Bernhard Sallmann is one of those filmmakers who do not make the foreign familiar, but the familiar strange. The films of the director, who was born in Austria but has lived in Berlin for several decades, maintain contact with the world in which he himself moves. The first ones were made around the turn of the millennium practically on his own doorstep: in Neukölln, on the Teltow Canal or even in a Berlin public authority where he himself worked for a time.
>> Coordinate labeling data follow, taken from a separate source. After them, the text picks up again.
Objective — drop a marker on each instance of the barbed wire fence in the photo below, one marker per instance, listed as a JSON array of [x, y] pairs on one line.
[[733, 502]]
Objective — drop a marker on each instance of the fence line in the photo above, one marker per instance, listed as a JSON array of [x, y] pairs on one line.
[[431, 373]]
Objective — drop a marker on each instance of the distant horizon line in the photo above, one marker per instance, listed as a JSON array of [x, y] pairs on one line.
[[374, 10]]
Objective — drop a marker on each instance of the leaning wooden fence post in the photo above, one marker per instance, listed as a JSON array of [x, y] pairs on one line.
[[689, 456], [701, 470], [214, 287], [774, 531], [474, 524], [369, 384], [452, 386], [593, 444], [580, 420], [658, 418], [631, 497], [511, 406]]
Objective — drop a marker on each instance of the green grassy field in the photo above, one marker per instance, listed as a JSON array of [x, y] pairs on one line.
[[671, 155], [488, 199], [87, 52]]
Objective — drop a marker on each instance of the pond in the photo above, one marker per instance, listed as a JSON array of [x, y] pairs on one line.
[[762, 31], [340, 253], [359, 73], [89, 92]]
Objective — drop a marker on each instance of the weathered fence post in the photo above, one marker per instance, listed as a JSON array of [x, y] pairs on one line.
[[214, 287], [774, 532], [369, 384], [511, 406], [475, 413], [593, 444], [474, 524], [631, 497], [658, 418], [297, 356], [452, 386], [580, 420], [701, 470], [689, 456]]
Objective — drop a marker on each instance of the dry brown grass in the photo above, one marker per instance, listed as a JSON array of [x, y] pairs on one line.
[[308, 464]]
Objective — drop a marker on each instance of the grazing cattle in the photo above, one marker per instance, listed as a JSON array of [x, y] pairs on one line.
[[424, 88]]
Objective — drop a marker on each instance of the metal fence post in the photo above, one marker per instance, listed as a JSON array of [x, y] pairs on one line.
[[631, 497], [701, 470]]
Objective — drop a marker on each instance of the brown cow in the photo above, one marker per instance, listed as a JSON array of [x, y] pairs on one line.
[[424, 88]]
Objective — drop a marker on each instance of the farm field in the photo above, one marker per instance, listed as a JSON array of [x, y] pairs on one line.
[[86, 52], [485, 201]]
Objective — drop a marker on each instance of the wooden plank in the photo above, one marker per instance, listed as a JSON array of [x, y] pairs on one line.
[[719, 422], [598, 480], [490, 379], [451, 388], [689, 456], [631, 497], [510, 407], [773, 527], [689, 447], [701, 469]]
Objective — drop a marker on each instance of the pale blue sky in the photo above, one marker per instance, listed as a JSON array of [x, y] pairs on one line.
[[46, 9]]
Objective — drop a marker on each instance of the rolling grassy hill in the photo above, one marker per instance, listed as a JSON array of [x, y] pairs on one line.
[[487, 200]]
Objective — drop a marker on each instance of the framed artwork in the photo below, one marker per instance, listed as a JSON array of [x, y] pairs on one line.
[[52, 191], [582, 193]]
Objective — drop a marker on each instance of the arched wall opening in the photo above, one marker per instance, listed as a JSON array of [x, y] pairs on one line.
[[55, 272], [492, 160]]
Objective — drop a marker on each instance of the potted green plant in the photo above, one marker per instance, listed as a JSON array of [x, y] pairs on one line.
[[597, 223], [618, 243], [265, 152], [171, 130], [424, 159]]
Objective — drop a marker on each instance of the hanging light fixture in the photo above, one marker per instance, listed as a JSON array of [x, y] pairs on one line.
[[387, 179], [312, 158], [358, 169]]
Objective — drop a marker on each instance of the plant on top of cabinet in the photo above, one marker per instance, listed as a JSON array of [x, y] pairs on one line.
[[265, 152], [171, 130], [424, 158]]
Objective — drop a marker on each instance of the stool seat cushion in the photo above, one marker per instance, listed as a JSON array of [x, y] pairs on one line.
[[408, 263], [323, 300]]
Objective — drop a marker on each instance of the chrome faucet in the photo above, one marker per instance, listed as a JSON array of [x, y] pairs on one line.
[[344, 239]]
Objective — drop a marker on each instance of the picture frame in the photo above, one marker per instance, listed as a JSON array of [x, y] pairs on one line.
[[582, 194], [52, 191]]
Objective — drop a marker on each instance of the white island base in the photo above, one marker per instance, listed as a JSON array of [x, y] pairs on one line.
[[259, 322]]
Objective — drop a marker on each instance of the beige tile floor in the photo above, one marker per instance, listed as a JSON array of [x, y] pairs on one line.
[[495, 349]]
Later he undertakes expeditions beyond the city limits, to Lusatia, to the Mark Brandenburg, or he turns to the fields and meadows of his childhood in rural Upper Austria.
Sallmann's films make all these places visible, in patient, often rigid, precisely composed shots, from which, in particular, a fabulous sense of the expressiveness of landscapes speaks; and at the same time, the films confront these places with something that is not in the picture, at least not immediately. Sometimes with a formal idea, more often with texts that open themselves and the cinematic image to the past. What emerges is a cinema of clear form that nevertheless contains an awareness of hybridity. The world is not what it seems. That is precisely why it is worth taking a closer look.
One generally encounters Bernhard Sallmann's works, if at all, individually, in isolation, at small festivals or perhaps once in a while in the late night programme of regional television. What gets lost in the process and can only be rediscovered in a retrospective are the relationships between the films. The fleeting, almost ghostly echoes and similarities in particular that allow the images to come into contact with the past, but also with each other.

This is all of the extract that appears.